In this case, users will be able to mint proxy tokens by locking their asset along with a small amount of ELK on its native chain. Unlike CHFT, proxy tokens are issued through perfect 1:1 conversion, since the proxy token’s price is tied directly to the underlying asset, for which it can be redeemed at any point. Proxy tokens offer a solution to the exit liquidity problem, since they are converted into a virtual asset (similar to a wrapped token) on their chain of origin, meaning that no locked tokens are necessary on the destination chain. Unlike a conventional wrapped token, however, proxy tokens can be moved across ElkNet onto any network, where they can be traded or used to farm with that network’s native tokens.

The possibilities of proxy tokens are endless, and doubtless the community will discover novel use cases once they are created. One clear application will be to bring popular tokens, including ones that exist on non-EVM chains, onto the networks that Elk supports.

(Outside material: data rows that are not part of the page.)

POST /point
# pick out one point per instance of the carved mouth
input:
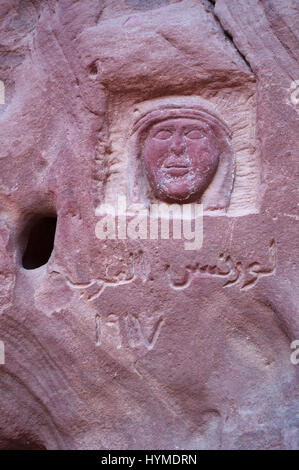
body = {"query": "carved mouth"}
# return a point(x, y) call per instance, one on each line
point(177, 170)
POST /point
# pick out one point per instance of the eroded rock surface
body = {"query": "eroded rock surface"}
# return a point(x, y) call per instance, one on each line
point(140, 343)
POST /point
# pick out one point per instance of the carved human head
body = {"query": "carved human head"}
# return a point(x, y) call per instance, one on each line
point(181, 149)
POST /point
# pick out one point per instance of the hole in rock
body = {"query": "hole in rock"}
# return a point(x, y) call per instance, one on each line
point(93, 69)
point(40, 242)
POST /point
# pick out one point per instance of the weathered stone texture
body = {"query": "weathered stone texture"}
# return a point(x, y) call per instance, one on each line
point(126, 344)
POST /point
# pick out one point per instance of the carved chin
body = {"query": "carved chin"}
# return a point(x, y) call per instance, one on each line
point(178, 192)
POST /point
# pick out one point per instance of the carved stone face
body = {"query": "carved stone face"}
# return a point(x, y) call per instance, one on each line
point(181, 157)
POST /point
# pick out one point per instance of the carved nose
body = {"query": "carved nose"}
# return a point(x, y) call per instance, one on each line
point(177, 145)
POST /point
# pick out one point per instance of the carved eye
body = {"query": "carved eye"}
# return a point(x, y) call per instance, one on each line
point(163, 134)
point(194, 134)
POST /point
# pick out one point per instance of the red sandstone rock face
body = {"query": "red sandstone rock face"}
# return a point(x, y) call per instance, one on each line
point(140, 343)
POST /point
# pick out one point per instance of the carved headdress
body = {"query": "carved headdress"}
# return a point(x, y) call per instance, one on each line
point(217, 195)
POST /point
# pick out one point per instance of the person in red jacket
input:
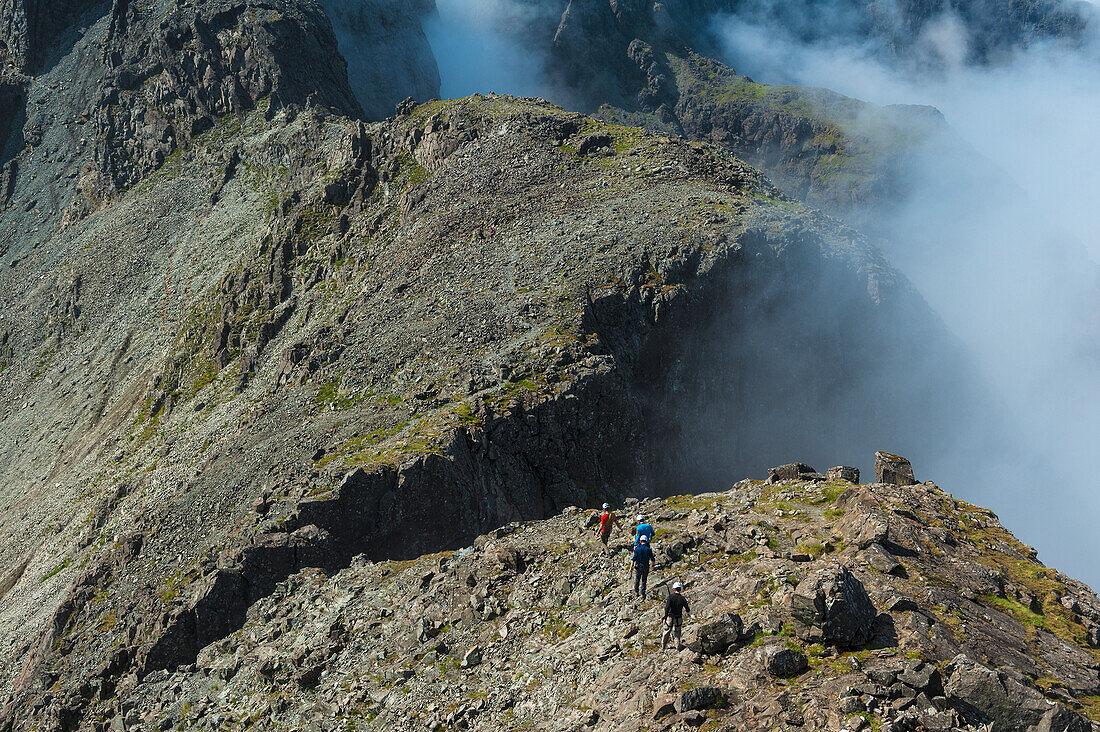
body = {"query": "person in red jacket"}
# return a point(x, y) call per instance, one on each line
point(607, 521)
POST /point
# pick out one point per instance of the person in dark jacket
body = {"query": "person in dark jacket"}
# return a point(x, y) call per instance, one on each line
point(641, 561)
point(674, 609)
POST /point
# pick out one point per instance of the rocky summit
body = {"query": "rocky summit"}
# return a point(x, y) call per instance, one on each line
point(309, 390)
point(814, 604)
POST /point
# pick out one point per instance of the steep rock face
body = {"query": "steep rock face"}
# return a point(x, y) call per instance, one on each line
point(458, 303)
point(975, 634)
point(387, 52)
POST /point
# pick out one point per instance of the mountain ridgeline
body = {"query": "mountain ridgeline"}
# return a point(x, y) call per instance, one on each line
point(273, 348)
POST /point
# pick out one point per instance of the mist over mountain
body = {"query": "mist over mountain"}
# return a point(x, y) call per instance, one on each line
point(987, 212)
point(325, 324)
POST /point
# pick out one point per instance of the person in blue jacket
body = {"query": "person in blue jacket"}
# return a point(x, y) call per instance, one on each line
point(641, 561)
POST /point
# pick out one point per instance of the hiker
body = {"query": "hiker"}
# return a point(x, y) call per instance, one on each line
point(607, 520)
point(674, 609)
point(641, 561)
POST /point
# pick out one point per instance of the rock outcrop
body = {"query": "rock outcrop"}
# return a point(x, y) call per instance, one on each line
point(462, 638)
point(387, 53)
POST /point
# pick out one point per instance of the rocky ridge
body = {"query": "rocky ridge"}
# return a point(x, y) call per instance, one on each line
point(433, 301)
point(816, 603)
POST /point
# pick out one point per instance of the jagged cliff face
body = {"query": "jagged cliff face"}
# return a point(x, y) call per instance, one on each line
point(474, 308)
point(243, 332)
point(387, 52)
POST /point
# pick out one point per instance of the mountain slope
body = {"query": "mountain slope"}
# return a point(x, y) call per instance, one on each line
point(492, 307)
point(943, 622)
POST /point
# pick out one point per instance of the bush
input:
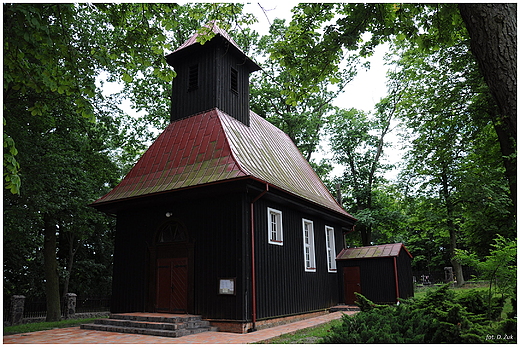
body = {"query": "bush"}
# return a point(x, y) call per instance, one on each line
point(439, 317)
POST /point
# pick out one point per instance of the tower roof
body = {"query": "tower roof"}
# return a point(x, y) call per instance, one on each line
point(213, 147)
point(193, 44)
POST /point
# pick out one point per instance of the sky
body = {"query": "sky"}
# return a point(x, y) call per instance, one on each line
point(362, 93)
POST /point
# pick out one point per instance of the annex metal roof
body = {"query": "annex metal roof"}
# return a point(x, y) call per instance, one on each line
point(214, 147)
point(379, 251)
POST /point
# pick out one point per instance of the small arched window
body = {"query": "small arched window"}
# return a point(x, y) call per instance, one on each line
point(172, 232)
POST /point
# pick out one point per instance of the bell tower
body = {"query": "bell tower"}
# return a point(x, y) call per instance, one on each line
point(211, 75)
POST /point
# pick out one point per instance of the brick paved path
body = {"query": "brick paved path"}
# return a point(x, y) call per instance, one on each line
point(77, 335)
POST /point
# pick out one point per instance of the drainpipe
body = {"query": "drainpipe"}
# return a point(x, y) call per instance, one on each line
point(396, 280)
point(253, 264)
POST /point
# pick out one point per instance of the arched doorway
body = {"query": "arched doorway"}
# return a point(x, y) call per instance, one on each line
point(172, 265)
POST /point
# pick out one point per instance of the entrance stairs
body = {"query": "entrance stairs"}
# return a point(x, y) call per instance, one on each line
point(343, 307)
point(157, 324)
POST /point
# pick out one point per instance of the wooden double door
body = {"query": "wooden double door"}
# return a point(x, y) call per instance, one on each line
point(172, 285)
point(351, 284)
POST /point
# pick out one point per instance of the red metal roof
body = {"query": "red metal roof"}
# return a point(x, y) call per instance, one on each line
point(214, 147)
point(379, 251)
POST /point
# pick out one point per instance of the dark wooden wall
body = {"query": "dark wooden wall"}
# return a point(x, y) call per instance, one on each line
point(218, 228)
point(214, 61)
point(404, 270)
point(283, 285)
point(215, 228)
point(377, 278)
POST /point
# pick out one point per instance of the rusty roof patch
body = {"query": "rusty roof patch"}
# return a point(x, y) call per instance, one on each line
point(213, 147)
point(379, 251)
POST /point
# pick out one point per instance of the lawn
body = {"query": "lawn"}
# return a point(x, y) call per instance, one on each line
point(29, 327)
point(308, 335)
point(315, 334)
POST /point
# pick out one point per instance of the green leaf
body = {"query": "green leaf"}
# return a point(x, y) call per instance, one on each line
point(127, 78)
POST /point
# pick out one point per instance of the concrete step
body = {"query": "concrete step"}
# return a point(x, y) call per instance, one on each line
point(344, 308)
point(131, 330)
point(151, 324)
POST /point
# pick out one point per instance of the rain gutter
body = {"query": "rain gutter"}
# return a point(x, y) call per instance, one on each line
point(253, 263)
point(396, 280)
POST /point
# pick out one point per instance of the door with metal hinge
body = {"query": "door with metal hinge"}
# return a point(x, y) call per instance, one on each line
point(172, 285)
point(352, 283)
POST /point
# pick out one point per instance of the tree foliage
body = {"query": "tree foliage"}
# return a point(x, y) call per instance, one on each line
point(440, 317)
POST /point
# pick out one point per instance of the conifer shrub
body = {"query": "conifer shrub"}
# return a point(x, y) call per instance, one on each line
point(439, 317)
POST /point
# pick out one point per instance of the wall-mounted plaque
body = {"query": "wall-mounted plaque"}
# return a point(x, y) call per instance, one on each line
point(226, 286)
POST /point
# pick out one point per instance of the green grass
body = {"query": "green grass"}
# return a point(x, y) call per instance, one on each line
point(419, 292)
point(30, 327)
point(315, 334)
point(308, 335)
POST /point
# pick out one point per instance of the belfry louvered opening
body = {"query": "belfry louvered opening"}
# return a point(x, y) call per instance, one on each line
point(234, 80)
point(193, 78)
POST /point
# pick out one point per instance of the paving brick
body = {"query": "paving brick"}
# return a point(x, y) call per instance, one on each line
point(81, 336)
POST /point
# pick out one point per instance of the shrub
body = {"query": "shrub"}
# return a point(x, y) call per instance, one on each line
point(439, 317)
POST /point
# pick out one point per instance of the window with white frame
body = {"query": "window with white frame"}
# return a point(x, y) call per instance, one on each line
point(308, 246)
point(275, 229)
point(331, 249)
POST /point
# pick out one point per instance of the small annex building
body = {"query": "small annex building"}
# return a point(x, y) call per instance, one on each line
point(382, 273)
point(222, 216)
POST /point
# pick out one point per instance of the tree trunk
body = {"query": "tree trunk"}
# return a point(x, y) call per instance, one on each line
point(492, 29)
point(52, 288)
point(452, 228)
point(72, 253)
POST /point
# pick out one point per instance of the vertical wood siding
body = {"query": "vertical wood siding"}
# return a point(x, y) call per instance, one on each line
point(219, 228)
point(214, 85)
point(404, 269)
point(216, 227)
point(377, 278)
point(283, 285)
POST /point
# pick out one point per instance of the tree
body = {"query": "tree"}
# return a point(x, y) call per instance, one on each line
point(55, 125)
point(499, 267)
point(449, 113)
point(493, 32)
point(321, 32)
point(357, 142)
point(62, 48)
point(302, 121)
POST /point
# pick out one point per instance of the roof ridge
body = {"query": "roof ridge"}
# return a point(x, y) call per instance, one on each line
point(234, 155)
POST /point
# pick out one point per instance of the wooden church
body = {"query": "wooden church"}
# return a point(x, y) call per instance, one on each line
point(222, 216)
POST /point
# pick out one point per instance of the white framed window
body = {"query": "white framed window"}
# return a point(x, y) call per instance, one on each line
point(274, 226)
point(308, 246)
point(331, 249)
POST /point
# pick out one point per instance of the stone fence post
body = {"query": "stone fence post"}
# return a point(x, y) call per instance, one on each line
point(17, 303)
point(70, 302)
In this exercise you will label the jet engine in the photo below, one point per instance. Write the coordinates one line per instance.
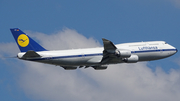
(131, 59)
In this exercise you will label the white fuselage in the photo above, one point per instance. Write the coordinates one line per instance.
(146, 51)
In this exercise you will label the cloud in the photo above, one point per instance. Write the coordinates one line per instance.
(65, 39)
(176, 3)
(129, 82)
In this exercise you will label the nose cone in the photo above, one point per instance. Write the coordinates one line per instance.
(176, 51)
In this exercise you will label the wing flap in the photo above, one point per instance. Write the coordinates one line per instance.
(31, 54)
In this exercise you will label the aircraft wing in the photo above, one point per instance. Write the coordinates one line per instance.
(30, 54)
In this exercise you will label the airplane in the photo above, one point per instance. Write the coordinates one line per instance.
(98, 58)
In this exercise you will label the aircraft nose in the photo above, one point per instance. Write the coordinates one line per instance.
(176, 50)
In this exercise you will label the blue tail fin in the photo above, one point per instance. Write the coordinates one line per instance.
(24, 42)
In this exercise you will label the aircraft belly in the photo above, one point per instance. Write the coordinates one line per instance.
(153, 55)
(77, 61)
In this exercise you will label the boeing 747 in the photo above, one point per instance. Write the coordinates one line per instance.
(98, 58)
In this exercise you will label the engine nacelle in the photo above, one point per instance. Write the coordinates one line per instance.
(122, 53)
(100, 67)
(132, 59)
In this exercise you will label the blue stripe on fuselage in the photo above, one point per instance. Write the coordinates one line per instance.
(85, 55)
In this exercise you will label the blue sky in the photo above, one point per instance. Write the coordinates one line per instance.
(57, 24)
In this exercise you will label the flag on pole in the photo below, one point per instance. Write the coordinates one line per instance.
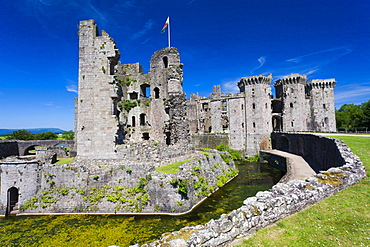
(165, 25)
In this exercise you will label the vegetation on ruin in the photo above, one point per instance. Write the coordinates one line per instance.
(129, 104)
(123, 230)
(340, 220)
(171, 168)
(63, 161)
(235, 154)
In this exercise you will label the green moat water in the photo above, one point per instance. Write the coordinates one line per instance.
(105, 230)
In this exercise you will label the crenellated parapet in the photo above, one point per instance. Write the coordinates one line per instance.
(321, 83)
(253, 80)
(293, 78)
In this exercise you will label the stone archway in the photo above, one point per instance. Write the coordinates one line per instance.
(284, 144)
(12, 201)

Another exciting use case involved multi-chain dApps, where the supply for a token can exist on a single chain, and proxy tokens can be used to deploy projects on multiple chains without fragmenting supply. Elk plans to release an SDK for developers in the near future, which combined with proxy tokens will open up all sorts of possibilities for cross-chain applications. Since ElkNet serves as an on-demand messaging switchboard, the potential for novel cross-chain interoperable smart contracts and applications truly has no bounds.


Ultimately, these are just a few of the possibilities and additional use cases that the Elk blockchain unlocks. We’ve also only started to imagine all of the ways that each will be used, and we are excited to see what novel applications the community invents for them. Collectively, they demonstrate how Elk is much more than a mere bridge; it is a true DeFi gateway.

Baal is Founder of Elk.Finance. He holds a PhD in Distributed Systems.

Roland Rood is Lead Writer at Elk.Finance.